現在確定しているだけでもシャローヴァナルにオリビアと、本来ならまともに交流を持つことすら難しい相手であり、茶会という性質上ある程度の会話は行えると思えば……胃痛と引き換えに得られる利益は凄まじいといっていい。
(ミヤマ様にとって、思い付きの簡単な企画という認識である以上、声がかかる参加者のランダム性は高いですが、それでもある程度予想できる相手はいます。まず、リリア公爵は確定でしょう。リリア公爵の立場的にも隣の家で行われ、名だたる方々が参加する茶会に出ないわけにはいかないでしょう)
本人の意志や胃へのダメージはともかくとして、リリアの参加はほぼ確定と考えられる。あとそういった理由を抜きにしても、そういった場面にリリアが巻き込まれないとは考え辛いので、クリスはリリアはほぼ確実に参加すると予想した。

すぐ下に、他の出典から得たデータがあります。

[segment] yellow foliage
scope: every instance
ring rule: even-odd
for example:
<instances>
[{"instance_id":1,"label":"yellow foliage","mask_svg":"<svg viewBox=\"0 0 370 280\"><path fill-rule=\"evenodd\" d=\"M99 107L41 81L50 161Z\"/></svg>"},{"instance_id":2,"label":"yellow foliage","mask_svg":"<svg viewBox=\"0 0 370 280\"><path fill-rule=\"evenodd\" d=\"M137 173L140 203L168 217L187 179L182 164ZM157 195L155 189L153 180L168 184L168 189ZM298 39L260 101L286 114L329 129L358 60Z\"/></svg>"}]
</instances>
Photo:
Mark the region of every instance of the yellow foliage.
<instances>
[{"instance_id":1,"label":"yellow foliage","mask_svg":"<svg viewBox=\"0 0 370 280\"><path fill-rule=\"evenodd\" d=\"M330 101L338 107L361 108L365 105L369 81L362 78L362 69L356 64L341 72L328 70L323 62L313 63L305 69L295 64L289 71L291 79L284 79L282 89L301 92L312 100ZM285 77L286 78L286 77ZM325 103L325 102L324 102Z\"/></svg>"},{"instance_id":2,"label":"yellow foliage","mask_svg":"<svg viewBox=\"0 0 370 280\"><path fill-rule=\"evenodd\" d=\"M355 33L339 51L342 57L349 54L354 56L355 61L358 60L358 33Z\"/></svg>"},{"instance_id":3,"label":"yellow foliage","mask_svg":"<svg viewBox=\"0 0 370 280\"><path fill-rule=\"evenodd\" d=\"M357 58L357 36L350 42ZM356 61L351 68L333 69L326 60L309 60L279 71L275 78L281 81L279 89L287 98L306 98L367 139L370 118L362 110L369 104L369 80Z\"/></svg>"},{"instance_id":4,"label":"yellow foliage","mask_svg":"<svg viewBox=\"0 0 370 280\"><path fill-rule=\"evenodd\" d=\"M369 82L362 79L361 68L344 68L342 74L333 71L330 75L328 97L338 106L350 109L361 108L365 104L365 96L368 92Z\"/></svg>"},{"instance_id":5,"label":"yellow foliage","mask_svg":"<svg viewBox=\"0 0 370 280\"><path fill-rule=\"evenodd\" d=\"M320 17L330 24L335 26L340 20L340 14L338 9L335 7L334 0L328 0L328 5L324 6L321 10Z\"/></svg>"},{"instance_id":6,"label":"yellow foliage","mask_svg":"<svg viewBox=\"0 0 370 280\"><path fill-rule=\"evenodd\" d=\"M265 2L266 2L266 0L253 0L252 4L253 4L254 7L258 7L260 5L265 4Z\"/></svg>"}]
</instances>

(ミヤマ様との関係、エリス令嬢の茶会へ参加した実績、茶会を企画する話を聞いていたことからクロム様も参加の可能性は高いでしょう。そしてミヤマ様主催の茶会となればエデン様、マキナ様……どちらで来るかは分かりませんが、彼の御方も参加を希望する可能性が高い。そして、エデン様が参加されるとした場合はストッパーとして幻王様も参加すると考えていいでしょう)
いまパッとクリスが思い浮かぶ参加の可能性が高い者は、リリア、クロムエイナ、マキナ、アリスの四人……既に確定している三人とクリスを合わせれば八人。クリスが予想するランダム性の高い参加者の枠は残りふたつほどとなるが、そこに関しては予想が難しかった。
(恐ろしい話です。どう考えても参加者は凄まじい方々ばかり、その分交流を持つことで得られる利益も凄まじい……)
進む先は地獄と天国である。地獄『か』天国ではない。地獄と天国は同時に存在しているのだ。とてつもない胃痛と引き換えに凄まじい恩恵を得るという。
つまりいまクリスの前にある選択肢は、0か100か……香織のように誘いを拒否して一時の安寧を得るか、胃痛と引き換えに利を得るか……ある意味で、選択肢など無いに等しかった。
「……とても光栄なお話ですね。せっかくの機会ですし、ありがたく参加させていただきます」
「分かりました。じゃあ、詳しい日程が決まったら連絡しますね」
心配そうな表情を浮かべている香織に微笑みつつ、クリスは茶会に参加することを快人へ伝える。ふたりが帰ったら、さっそく貰った胃痛に効く紅茶を飲もうと心に誓いながら……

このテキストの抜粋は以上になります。